You can start with existing 9×16 vertical video assets from Meta Reels or Stories. To improve performance-based advertising results, create 30-60 second videos that use extended attention spans unavailable on social feeds. This longer format supports complete brand storytelling and stronger intent creation, which often leads to higher conversion rates and stronger ROAS.

How long does performance-based advertising take to show results?

Modern AI-based advertising platforms that use predictive modeling can show meaningful performance data within days instead of weeks. Faster feedback enables rapid scaling decisions and quicker budget shifts. Traditional platforms often require longer optimization periods before performance stabilizes.

What ROAS should I expect from performance-based advertising?

ROAS varies by industry, product margins, and platform. e-Commerce brands typically see 2.87:1 average ROAS across all channels, while top-performing campaigns can reach 4:1 or higher. Mobile gaming environments frequently outperform averages because of high user engagement and strong purchasing intent.

How do I measure incrementality in performance-based advertising?

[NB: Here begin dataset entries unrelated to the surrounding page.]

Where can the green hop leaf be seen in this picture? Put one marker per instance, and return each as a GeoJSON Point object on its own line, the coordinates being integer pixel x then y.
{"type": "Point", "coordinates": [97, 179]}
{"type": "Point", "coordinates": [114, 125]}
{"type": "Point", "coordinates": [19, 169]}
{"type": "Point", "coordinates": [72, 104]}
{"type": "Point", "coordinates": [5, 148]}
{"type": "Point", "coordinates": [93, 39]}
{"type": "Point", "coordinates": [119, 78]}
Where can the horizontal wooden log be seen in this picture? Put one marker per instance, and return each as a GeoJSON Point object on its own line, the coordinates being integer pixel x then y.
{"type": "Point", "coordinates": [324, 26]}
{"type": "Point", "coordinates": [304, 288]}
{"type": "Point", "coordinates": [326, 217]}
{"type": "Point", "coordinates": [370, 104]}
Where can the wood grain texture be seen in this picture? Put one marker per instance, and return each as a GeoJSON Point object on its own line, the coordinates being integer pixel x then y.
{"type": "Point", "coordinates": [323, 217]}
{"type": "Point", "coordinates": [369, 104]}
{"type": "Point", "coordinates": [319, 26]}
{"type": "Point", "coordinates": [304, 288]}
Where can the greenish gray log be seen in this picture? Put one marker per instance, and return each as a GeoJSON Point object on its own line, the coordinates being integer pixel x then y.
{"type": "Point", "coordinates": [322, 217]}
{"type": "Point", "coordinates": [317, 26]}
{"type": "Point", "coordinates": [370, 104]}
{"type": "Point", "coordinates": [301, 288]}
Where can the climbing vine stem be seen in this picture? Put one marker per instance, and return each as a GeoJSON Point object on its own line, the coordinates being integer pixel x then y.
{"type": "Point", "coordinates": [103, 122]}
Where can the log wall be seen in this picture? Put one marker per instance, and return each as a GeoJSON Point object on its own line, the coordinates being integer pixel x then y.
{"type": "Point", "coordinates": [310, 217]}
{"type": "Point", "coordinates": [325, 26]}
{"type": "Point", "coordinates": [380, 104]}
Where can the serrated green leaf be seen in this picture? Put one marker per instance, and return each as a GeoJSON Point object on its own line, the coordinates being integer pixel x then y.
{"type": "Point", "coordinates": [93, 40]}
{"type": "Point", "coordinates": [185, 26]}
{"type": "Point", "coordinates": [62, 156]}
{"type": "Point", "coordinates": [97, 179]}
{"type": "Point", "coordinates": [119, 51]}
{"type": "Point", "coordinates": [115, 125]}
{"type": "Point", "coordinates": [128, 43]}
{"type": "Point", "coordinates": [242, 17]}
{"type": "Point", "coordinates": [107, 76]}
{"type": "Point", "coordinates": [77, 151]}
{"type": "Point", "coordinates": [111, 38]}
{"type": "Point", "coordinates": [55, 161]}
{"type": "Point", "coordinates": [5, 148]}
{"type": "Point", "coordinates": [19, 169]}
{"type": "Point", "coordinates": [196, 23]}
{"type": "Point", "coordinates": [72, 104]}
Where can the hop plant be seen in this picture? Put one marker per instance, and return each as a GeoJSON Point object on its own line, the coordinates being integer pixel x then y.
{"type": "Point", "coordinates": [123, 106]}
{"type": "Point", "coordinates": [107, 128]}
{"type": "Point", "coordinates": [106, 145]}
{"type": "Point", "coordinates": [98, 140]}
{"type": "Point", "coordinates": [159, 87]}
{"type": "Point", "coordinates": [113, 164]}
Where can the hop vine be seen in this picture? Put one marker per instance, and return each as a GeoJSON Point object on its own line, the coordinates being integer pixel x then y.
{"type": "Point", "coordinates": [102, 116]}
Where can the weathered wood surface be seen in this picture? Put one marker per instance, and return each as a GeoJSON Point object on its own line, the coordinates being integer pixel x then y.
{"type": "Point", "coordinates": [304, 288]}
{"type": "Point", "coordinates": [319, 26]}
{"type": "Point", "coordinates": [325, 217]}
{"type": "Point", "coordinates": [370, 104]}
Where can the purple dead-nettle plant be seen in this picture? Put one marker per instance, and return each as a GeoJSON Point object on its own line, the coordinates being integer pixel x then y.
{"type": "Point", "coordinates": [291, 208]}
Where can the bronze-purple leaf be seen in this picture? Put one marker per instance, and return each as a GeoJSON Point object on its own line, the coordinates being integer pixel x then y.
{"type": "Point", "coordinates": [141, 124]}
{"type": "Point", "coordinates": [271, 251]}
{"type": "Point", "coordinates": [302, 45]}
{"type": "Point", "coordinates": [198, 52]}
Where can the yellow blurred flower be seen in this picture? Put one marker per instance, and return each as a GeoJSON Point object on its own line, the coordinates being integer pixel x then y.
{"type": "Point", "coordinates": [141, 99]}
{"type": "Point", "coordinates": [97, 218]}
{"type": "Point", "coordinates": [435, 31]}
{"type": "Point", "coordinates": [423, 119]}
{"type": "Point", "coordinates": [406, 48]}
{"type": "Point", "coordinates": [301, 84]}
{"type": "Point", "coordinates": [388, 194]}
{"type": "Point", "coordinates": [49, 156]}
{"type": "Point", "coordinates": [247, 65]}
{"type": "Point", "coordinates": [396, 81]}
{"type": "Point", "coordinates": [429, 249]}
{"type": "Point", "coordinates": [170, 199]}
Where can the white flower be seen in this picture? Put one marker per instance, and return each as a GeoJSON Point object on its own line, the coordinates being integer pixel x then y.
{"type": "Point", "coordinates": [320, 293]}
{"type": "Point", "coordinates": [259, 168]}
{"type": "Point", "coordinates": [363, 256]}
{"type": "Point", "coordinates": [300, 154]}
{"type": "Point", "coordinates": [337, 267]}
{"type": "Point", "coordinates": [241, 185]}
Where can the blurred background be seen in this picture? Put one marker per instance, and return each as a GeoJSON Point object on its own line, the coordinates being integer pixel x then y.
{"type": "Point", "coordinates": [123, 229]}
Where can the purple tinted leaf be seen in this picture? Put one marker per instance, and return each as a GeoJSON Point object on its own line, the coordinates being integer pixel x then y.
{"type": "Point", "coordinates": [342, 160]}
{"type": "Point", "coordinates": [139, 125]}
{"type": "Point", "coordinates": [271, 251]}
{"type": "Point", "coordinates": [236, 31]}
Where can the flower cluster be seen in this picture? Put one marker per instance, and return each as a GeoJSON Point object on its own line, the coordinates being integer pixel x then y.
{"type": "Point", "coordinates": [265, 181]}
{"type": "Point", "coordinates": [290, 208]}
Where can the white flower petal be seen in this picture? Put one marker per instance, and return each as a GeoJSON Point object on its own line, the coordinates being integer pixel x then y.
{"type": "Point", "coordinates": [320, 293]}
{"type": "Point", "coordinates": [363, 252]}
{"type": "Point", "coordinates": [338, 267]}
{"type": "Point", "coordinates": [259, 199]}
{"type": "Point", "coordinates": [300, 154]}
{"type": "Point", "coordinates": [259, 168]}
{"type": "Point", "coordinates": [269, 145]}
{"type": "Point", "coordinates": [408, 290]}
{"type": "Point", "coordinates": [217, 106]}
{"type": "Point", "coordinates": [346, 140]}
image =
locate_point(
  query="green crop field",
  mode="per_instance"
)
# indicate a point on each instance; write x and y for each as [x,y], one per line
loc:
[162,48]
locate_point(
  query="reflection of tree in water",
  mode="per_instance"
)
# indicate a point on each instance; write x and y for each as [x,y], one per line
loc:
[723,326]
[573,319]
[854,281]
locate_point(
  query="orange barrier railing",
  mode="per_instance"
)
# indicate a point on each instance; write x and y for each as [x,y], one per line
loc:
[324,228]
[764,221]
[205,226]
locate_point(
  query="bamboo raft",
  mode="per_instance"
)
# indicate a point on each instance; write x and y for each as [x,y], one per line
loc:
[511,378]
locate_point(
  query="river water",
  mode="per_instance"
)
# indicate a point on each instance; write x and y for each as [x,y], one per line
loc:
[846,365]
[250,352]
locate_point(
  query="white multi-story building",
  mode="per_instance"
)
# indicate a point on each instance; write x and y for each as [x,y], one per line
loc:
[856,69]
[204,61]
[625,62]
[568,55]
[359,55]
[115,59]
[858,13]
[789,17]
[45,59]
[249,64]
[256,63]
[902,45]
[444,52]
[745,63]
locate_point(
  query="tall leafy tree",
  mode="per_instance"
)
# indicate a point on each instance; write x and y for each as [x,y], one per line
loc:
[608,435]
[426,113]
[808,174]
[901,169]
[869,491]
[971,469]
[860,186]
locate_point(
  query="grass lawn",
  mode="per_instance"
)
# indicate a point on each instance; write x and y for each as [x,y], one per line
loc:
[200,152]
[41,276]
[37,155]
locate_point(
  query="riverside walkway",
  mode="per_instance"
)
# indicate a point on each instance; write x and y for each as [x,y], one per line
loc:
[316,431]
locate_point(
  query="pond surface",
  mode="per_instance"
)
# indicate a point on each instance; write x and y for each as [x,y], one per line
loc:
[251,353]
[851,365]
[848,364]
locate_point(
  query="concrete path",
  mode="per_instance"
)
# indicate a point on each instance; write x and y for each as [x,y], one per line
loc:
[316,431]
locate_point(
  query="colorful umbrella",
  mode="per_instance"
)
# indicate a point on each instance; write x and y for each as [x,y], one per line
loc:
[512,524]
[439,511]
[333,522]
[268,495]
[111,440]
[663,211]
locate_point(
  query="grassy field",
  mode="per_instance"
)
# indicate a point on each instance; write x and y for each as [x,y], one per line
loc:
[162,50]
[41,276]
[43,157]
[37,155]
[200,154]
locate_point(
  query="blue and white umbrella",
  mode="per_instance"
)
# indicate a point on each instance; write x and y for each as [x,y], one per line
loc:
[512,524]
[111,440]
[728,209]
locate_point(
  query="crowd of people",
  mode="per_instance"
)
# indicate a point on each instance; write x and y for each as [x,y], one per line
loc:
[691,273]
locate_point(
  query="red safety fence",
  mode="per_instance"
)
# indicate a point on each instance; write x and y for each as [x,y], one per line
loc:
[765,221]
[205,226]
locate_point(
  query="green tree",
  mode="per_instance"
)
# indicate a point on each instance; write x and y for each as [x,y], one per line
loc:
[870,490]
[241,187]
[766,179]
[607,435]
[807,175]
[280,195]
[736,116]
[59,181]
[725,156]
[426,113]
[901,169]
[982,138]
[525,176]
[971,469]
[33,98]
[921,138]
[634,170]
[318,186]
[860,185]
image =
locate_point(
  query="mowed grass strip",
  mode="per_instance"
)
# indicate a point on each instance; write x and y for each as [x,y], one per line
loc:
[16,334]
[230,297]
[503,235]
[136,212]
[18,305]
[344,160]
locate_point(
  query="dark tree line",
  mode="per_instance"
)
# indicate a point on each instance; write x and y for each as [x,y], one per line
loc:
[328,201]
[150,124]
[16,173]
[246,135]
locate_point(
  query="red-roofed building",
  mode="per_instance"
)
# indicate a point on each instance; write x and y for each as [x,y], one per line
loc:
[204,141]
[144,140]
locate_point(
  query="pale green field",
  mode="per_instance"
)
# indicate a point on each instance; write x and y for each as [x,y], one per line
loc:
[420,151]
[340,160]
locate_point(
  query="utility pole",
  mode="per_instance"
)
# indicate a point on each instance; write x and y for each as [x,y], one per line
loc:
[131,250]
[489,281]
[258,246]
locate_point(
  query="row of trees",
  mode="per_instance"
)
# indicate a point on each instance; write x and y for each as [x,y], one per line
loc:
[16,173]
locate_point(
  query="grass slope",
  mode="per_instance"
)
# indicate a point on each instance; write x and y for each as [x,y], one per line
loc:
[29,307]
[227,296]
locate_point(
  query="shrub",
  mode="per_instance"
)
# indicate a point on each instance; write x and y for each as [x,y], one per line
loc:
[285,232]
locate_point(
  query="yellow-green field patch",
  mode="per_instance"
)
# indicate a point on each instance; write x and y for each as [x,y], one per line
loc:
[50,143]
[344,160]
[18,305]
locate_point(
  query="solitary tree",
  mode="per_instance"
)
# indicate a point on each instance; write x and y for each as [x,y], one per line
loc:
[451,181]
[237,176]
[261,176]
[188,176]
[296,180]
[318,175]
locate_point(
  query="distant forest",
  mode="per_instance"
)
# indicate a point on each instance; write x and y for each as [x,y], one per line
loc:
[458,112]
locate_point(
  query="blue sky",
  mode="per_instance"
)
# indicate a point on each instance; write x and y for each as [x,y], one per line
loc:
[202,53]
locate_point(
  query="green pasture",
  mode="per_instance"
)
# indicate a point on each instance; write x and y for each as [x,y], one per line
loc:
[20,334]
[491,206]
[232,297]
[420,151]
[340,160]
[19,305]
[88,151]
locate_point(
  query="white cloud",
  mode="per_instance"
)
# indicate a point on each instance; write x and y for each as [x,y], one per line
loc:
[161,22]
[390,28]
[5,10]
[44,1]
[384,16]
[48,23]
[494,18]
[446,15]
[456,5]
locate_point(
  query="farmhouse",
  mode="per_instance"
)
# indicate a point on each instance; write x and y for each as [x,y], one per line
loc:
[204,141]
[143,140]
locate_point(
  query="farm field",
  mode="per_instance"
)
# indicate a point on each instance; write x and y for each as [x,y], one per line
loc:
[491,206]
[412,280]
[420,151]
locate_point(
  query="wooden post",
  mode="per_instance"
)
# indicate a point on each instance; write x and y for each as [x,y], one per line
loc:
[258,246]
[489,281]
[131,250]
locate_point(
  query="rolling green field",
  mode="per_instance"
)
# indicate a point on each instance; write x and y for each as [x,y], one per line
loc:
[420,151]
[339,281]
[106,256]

Use geo-lift studies, conversion lift tools, or third-party attribution platforms such as Northbeam and Triple Whale to confirm incremental growth. These tools separate new customers acquired through performance-based advertising from customers who would have purchased through existing channels. Accurate incrementality measurement ensures advertising spend supports real business growth instead of channel cannibalization.

What budget should I allocate to performance-based advertising?

Allocate 10-20% of total advertising budget to test new performance-based channels while you maintain successful existing campaigns. After you validate incrementality and ROAS targets, increase allocation based on performance data. Many successful DTC brands eventually dedicate 30-50% of their media mix to performance-based advertising once it proves incremental value and stronger efficiency than saturated traditional channels.